Shimansky spent a total of two years in Japan, which required him to be extremely resourceful. Those two years were hugely influential.“It was there that I learnt the art of diamond cutting and polishing. I also learnt about quality, precision and their obsession with perfection."
When you’re young you don’t need a big salary and you don’t pay a huge amount of rent; things are simpler and easier.
While Shimansky was undergoing his rite of passage in the East, his father was offered a job in South Africa – and so his parents moved here. Shimansky decided to visit them and then to go to New York to fulfil his dreams, but he never quite made it to America. The reason for his stay, was a beautiful South African woman, whom he met and married. However he didn’t lose his passion for the jewellery game.
“I started to import silver jewellery, which I sold at a flea market on the Durban beachfront over weekends. I also made my own jewellery. During the week, I sold to shops. I also had one of those old treasure chests, which served as a mobile shop. Life was good. When you’re young you don’t need a big salary and you don’t pay a huge amount of rent; things are simpler and easier.”
Being the ever-ambitious character that he is, Shimansky soon got itchy feet. “I decided that I had to open a formal store; there was a limit to what I could sell in a flea market. So I approached the Pavilion Shopping Centre. They weren’t keen initially, I had to jump through so many hoops to get accepted into the shopping centre. But I came up with a unique concept and I was very persistent. I didn’t give up until they relented and gave me a small shop.”
Shimansky had no resources, which meant that the shop-fitting had to be done by him and a carpenter. “We did it in stages; I didn’t have the money to build it all at once.”
A lack of finances also meant no money for security or insurance. “So I slept behind the counters. When the staff arrived in the morning, I quickly went home for a shower and dashed back to the store. I was there for 22 hours out of each 24 at the very least.” The rest, as they say, is history. From those extremely humble beginnings has grown a jewellery empire.

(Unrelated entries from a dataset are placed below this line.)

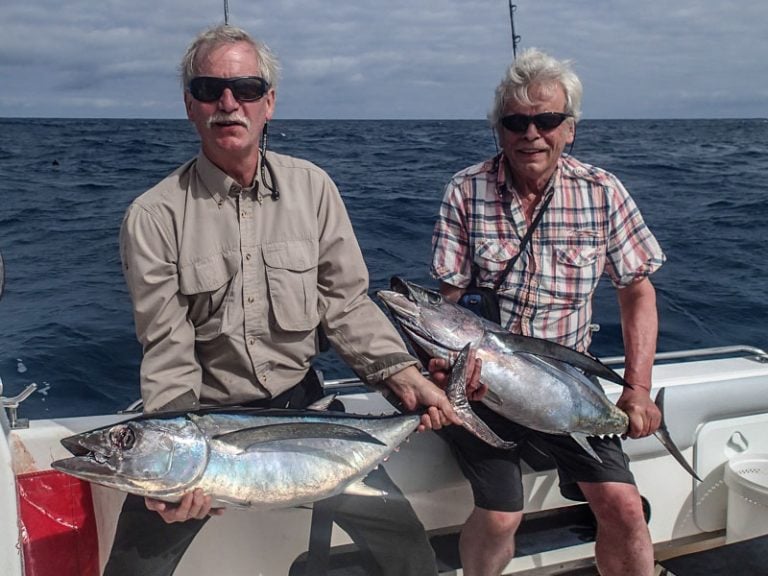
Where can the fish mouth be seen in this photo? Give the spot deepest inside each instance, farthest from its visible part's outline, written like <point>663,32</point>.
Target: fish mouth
<point>90,455</point>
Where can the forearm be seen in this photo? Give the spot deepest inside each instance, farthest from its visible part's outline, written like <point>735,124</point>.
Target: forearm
<point>639,323</point>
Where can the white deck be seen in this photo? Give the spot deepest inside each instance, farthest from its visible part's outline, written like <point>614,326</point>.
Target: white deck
<point>716,408</point>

Today, Shimansky is one of South Africa’s most recognised jewellery brands, and there are Shimansky jewellery stores located in major centres across South Africa (Cape Town and Johannesburg). Plus Shimansky owns a jewellery design and manufacturing workshop, a diamond cutting and polishing factory, and Cape Town’s only dedicated Diamond Museum based in the Clock Tower Precinct, at the Waterfront. And there’s still more to come.
“I am still learning. I truly hope that my greatest lesson is still coming!” the creative genius reveals.
Having said that, he knows exactly what his future holds. “I plan to take the brand from premium jeweller to luxury brand that will last well beyond my lifetime. My journey will still be to New York,” he hints. Shimansky’s exact plans have yet to be revealed. One thing is certain; they’re bound to be ever so interesting, like his life has been so far.